Determination of the molecular weight

The molecular weight of MRYP fractions was determined by high-performance gel permeation chromatography (HPGPC) with an Agilent 1200 HPLC system, which was equipped with a TSKgel-G3000-PWXL (7.8 mm×300 mm) column. Standard dextrans (404 kDa, 212 kDa, 112 kDa, 47.3 kDa, 22.8 kDa, 11.8 kDa, 5.9 kDa, and 2.5 kDa) were used for obtaining the standard curve [32]. The polysaccharide sample solution, which had a concentration of 5 mg/mL, was prepared by mixing the pure polysaccharide with the mobile phase [33]. Furthermore, 20 μL of polysaccharide sample solution was injected into the sample system, and the operation conditions were as follows: sample size was 20 μL; mobile phase was 0.1 mol/L sodium sulfate; column temperature was 35°C; flow velocity was 0.5 mL/min; and the maximum pressure was 25 bar [34].

Analysis of monosaccharides composition

According to the analysis method reported by Xutingting [35], the content of mannose and glucose in MRYP components MYH-1 and MYH-2 was determined by high-performance liquid chromatography (HPLC). Firstly, pure mannose and glucose were weighed precisely and mixed with distilled water separately. The concentration of the standard solution was diluted down to 200 μg/mL, 400 μg/mL, 600 μg/mL, 800 μg/mL, and 1000 μg/mL. We injected 50 μL of each standard solution into the sample inlet, and the regression equation was obtained accordingly. Secondly, each sample of MRYP was weighed precisely and mixed with distilled water and injected into the sample inlet. The operation conditions of HPLC were as follows: the mobile phase was deionized water; flow velocity was 0.5 mL/min; column temperature was 85°C; and the sample size was 50 μL [36].

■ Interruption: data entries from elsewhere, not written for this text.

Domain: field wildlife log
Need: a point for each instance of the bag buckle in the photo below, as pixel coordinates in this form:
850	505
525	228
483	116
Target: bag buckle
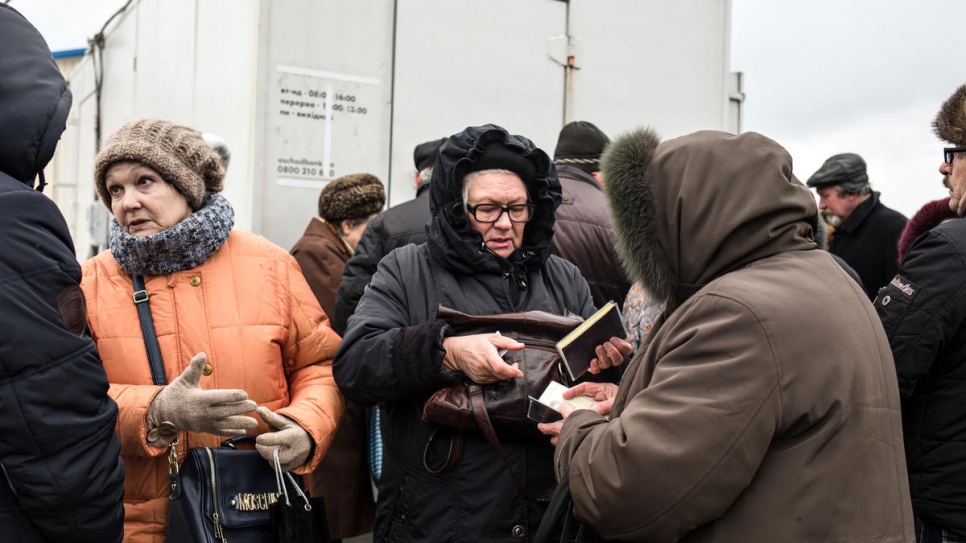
175	491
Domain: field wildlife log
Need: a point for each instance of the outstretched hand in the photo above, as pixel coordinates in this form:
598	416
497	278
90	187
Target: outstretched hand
610	354
478	357
602	393
184	406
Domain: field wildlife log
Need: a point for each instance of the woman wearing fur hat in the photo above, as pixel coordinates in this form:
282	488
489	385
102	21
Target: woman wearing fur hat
345	207
238	327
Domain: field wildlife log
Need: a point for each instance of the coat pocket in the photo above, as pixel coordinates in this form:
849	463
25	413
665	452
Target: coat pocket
73	309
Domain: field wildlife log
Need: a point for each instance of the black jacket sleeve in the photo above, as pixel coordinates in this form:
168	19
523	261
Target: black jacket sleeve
393	350
358	272
924	306
58	449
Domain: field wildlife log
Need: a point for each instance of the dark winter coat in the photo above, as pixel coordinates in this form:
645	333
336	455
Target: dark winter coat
923	310
393	353
584	236
60	470
396	227
738	423
868	241
342	477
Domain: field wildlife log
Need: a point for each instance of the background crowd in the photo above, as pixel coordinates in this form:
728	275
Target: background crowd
792	370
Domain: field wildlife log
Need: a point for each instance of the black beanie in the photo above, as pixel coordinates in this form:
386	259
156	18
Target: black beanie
580	145
497	156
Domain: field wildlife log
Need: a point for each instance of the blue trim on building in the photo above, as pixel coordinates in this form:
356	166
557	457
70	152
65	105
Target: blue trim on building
69	53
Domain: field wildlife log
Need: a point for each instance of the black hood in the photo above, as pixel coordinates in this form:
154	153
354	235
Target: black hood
34	99
452	239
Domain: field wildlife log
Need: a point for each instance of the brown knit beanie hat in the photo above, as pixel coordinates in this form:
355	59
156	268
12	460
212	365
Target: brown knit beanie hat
950	123
351	197
177	152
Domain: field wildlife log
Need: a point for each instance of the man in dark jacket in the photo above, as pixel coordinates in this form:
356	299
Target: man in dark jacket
923	310
398	226
61	477
492	199
583	233
866	233
737	423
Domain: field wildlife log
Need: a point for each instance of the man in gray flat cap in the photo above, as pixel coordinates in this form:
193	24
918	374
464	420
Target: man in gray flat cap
865	233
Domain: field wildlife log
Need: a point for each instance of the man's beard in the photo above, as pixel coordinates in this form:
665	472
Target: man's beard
832	219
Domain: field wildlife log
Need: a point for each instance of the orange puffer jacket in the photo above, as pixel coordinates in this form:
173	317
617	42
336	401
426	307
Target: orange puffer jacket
249	308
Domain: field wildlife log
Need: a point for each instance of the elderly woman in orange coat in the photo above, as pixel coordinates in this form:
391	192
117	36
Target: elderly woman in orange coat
237	325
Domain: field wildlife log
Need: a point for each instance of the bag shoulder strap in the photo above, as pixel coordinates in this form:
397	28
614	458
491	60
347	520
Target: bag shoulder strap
147	330
483	419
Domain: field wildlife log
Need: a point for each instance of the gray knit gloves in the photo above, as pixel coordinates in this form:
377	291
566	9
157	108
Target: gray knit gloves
184	406
293	443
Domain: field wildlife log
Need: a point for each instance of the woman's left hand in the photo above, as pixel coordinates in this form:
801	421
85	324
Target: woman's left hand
610	354
602	393
292	441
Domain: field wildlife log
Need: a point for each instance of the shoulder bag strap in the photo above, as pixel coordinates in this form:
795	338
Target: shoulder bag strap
147	330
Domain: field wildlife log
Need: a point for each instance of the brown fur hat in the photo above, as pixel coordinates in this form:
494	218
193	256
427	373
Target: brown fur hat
179	153
351	196
950	123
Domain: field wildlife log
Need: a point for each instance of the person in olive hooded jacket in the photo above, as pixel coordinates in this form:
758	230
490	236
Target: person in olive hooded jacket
739	422
60	471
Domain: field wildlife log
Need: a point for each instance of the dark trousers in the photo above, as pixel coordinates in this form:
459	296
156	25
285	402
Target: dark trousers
927	533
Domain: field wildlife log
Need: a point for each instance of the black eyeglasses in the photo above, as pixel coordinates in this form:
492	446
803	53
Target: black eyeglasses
949	152
493	212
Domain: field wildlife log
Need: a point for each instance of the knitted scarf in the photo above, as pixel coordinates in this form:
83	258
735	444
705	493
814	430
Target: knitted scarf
185	245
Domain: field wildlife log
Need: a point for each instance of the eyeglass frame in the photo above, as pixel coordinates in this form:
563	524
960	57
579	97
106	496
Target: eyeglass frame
949	152
503	209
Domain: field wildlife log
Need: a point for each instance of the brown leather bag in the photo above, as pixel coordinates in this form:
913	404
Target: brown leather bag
506	402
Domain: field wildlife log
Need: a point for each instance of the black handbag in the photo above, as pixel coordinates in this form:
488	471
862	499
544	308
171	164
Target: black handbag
228	494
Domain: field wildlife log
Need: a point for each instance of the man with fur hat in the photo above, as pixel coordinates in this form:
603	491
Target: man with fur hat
60	469
923	311
866	232
583	233
398	226
346	206
737	423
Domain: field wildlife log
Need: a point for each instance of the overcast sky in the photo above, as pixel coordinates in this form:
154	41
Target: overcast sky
821	77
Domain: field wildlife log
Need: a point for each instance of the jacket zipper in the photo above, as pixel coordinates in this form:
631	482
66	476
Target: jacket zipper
214	498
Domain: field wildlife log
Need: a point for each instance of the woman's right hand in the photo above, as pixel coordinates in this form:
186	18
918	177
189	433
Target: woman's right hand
184	406
478	357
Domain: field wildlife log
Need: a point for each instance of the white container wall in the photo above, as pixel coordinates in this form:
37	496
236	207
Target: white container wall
308	90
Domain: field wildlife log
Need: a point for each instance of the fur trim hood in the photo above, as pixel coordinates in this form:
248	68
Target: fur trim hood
692	209
950	123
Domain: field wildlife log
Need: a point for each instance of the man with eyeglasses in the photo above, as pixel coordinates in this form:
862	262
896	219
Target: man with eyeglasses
923	311
492	199
864	232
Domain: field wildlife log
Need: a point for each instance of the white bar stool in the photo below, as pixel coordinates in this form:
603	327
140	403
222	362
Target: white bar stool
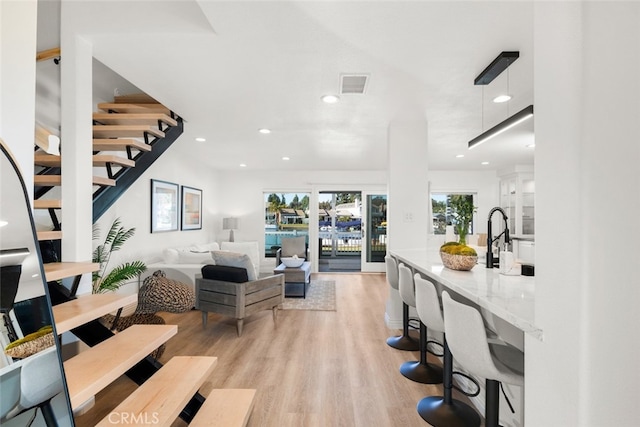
440	411
419	371
468	341
404	341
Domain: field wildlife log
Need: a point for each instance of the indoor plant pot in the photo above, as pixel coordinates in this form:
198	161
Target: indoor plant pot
457	256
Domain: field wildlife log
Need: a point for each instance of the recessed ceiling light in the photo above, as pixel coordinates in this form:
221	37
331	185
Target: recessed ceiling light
330	99
502	98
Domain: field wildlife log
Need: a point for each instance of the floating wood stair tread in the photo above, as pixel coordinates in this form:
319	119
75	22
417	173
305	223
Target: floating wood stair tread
134	98
107	182
103	159
49	235
119	144
47	204
134	119
133	108
49	160
48	54
95	368
47	180
54	180
86	308
125	131
59	270
225	407
167	392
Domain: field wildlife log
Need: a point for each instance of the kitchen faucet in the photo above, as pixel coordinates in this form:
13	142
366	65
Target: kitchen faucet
490	239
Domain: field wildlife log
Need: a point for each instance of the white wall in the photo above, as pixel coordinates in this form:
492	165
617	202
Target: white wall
587	61
179	165
18	23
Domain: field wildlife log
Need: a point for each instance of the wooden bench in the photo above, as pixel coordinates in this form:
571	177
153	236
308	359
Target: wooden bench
162	397
225	407
95	368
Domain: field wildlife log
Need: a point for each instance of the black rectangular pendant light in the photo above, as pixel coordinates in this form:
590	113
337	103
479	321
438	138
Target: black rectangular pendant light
496	67
518	117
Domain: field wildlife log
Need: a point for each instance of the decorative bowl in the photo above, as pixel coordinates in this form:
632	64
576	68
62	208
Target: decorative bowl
291	262
458	262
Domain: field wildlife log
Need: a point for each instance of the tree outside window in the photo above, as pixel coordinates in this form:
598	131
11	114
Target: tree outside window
442	211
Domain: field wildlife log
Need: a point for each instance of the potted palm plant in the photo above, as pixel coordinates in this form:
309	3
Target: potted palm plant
457	255
104	281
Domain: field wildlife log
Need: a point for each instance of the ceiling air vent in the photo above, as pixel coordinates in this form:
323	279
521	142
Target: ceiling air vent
353	83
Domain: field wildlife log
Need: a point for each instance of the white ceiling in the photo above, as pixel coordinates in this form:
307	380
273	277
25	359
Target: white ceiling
231	68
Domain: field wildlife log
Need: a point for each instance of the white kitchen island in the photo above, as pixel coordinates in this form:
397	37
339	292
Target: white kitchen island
506	302
511	298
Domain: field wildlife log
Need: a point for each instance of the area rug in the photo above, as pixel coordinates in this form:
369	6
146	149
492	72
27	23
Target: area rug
321	296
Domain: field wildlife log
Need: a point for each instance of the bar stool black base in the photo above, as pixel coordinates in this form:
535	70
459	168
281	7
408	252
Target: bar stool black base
403	342
422	373
436	412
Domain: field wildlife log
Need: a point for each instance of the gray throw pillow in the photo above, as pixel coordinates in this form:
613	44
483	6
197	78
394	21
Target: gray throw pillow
294	246
234	259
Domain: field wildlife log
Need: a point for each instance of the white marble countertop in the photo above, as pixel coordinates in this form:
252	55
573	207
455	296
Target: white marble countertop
512	298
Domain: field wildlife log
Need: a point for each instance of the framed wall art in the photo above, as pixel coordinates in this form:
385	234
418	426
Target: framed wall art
164	206
191	208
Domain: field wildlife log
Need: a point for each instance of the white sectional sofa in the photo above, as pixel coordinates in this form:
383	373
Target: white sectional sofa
185	263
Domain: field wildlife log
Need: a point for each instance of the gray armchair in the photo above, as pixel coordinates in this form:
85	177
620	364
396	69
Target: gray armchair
293	246
228	291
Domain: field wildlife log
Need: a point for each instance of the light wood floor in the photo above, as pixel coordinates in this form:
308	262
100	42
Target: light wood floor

Antioxidant activity of MRYP

1) Scavenging of DPPH radical (DPPH•) . The polysaccharide solution was diluted down to 100 μg/mL, 200 μg/mL, 400 μg/mL, 600 μg/mL, 800 μg/mL, 1000 μg/mL, and 1200 μg/mL. Then 2 mL of polysaccharide solution and the control sample were separately mixed with 2 mL of ethanolic DPPH• (1,1-diphenyl-2-picrylhydrazyl) (5 mmol/L) [37]. The mixture was shaken violently and incubated in the dark at 25°C for 30 min. The absorption of the samples was measured with an ultraviolet spectrophotometer at λ = 517 nm [38]. Each processing was repeated three times, and the average scavenging activity was calculated by the method explained in paragraphs (2) and (3).

The scavenging activity was calculated as follows:

$Scavengingactivity=\left[1-\left(A0-A1\right)/A2\right]×100%$

Where A0 is the absorbance of the mixture of DPPH solution and the sample; A1 is the absorbance of ethanolic DPPH• mixed with deionized water; and A2 is the absorbance of DPPH solution mixed with deionized water.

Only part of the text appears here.